Im 16. Jahrhundert erschienen, unterhält der spanische Amadisroman die Oberschicht mit verstrickten Fabeln von Liebe und Rittertugend. Bei der breiten Masse des Bürgertums etablieren sich aber der in Italien begründete Schäferroman und in Deutschland die Volksbücher Till Eulenspiegels und das Lalebuch, welche beide den Schwankroman aufgriffen. Ein Höhepunkt des Prosaromans ist das Werk „Gargantua und Pantagruel“, welches die phantastischen Abenteuer zweier Riesen erzählt.

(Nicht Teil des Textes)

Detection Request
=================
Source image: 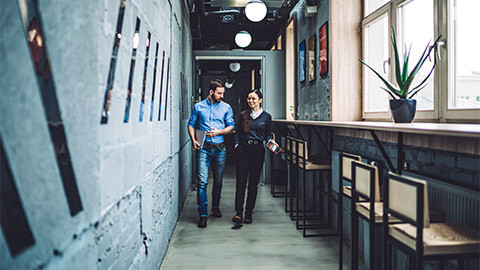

Wickram stach als deutschsprachiger Autor durch bürgerlich-lehrhafte Züge in „Der jungen Knaben-Spiegel“ und „Der Goldfaden“ hervor. Der Schelmenroman trat in Spanien mit differenzierter Psychologie der Figuren und realistischer Wiedergabe des Umfelds auf. Aus der Sicht eines niederen Helden werden die Missstände der Sozialordnung von unten satirisch ins rechte Licht gerückt. Dieser Romantyp ist unter anderem Vorbild für Grimmelshausens „Simplicissimus“ bis hin zu „Die Geschichte des Tom Jones“ und brachte neue Varianten und Höhepunkte pikarischen Erzählens. Erster englischer Schelmenroman ist „The Life of Jack Wilton“ von Thomas Nashe.

Auch die Ritterromane waren ein beliebtes Genre dieses Jahrhunderts. Dabei wurden alte Ritterepen für ein sensationsgieriges Publikum aufbereitet z.B. Amadis von Gaula, der bis ins 16. und teilweise 17. Jahrhundert immer wieder neu verfasst wurde.

Im 17. Jahrhundert kam der erste moderne Roman „Don Quijote de la Mancha“ von Miguel de Cervantes auf den Markt, der eigentlich die Ritterromane parodierte. Weitere wichtige Romantypen waren Liebesromane (Madame de Scudéry), psychologische und sozial realistische und politisch satirische Romane. Das Reihungsschema des Romans wird erstmals von Madame La Fayette in ihrem Psychodrama „Princesse de Clèves“ nicht eingehalten. Defoes „Robinson Crusoe“, und „Die Insel Felsenburg“ von J. Schnabel sind wichtige Brückenbauer vom Barock zur Aufklärung.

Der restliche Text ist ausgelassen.